UniversalDependencies / UD_Persian-Seraji

UD_Persian
Other
27 stars 4 forks source link

Empty lemmas of some words #3

Closed martinpopel closed 7 years ago

martinpopel commented 7 years ago

In UD_Persian 2.0, about 6% of words have empty lemma (underscore in CoNLL-U). What is the reason?

If these are punctuation symbols or foreign-origin/proper/indeclinable/whatever words where lemmatization is not considered interesting from the linguistic point of view, the lemma should be equal to the form. If these are missing annotations planned to be done in future, I would still prefer to approximate the lemma (at least with the word form) automatically and mark the nodes as ToDo=fix-lemma in MISC.

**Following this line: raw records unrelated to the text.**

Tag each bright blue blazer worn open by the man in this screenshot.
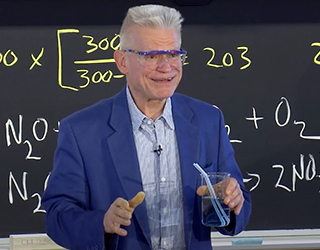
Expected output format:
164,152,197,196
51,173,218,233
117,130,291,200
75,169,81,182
42,88,251,250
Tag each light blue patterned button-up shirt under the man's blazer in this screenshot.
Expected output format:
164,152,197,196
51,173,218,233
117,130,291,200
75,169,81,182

Motivation: This causes problems to parsers, which expect either no lemmas at all, or a reasonable number of word forms per one lemma. Ideally, the word form should be uniquely defined by the lemma and FEATS (except for capitalization and other orthographic synonyms).

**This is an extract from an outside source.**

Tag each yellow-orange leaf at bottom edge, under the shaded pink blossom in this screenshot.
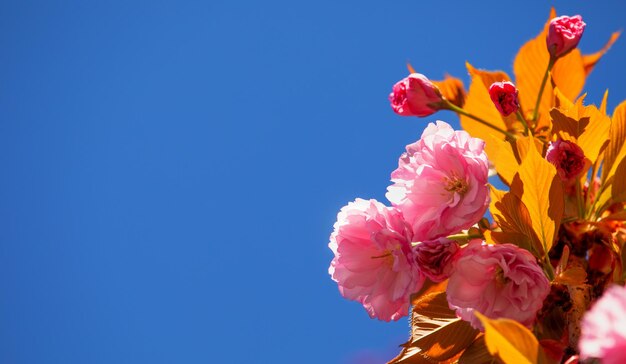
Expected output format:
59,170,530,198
475,311,548,364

jnivre commented 7 years ago

Thanks, Martin. Hopefully, this can be fixed for the next release.

mojgan-seraji commented 7 years ago

Thank you Martin for your message and sorry for the late reply!

The reason is that I missed the deadline for the previous release. My email adress was either slept or paralyzed i the stp-email-list so I never got informed about the UD's early release in spring until the last day in the afternoon.

Thanks to Dan, Filip, and Yourself we managed to keep Persian alive for this release only by converting the version 1.4 to 2.0. In other words, all my updates including the completed lemmas and some fixed errors, are not presented in this version. Due to time constraints, I couldn't fix the errors on time after validation. I am sure you were not aware of it but Dan and Filip are more in the process!

However, the good thing is that these will be taken care of in the next release! Thanks again!

martinpopel commented 7 years ago

That's great, thanks. (Dan informed me meanwhile.) So I am closing this issue (I had suggestions for improvements in several UD treebanks based on reviewing CoNLL2017 papers, so I've decided to write them as GitHub issues, so I don't forget it).

jhdeov commented 1 month ago

Was this error fixed? I downloaded the latest version and I found this:

sent_id = train-s1739
text = اگر بر تمام موانع از ابتدا غلبه می‌شد، هیچ کوششی انجام نمی‌گرفت. translit = āgr br tmām mūānʿ az abtdā ġlbh mīšd, hīč kūššī anjām nmīgrft.

Word 13 is نمی‌گرفت but with lemma _

The lemmatizer also has word 8 می‌شد as کرد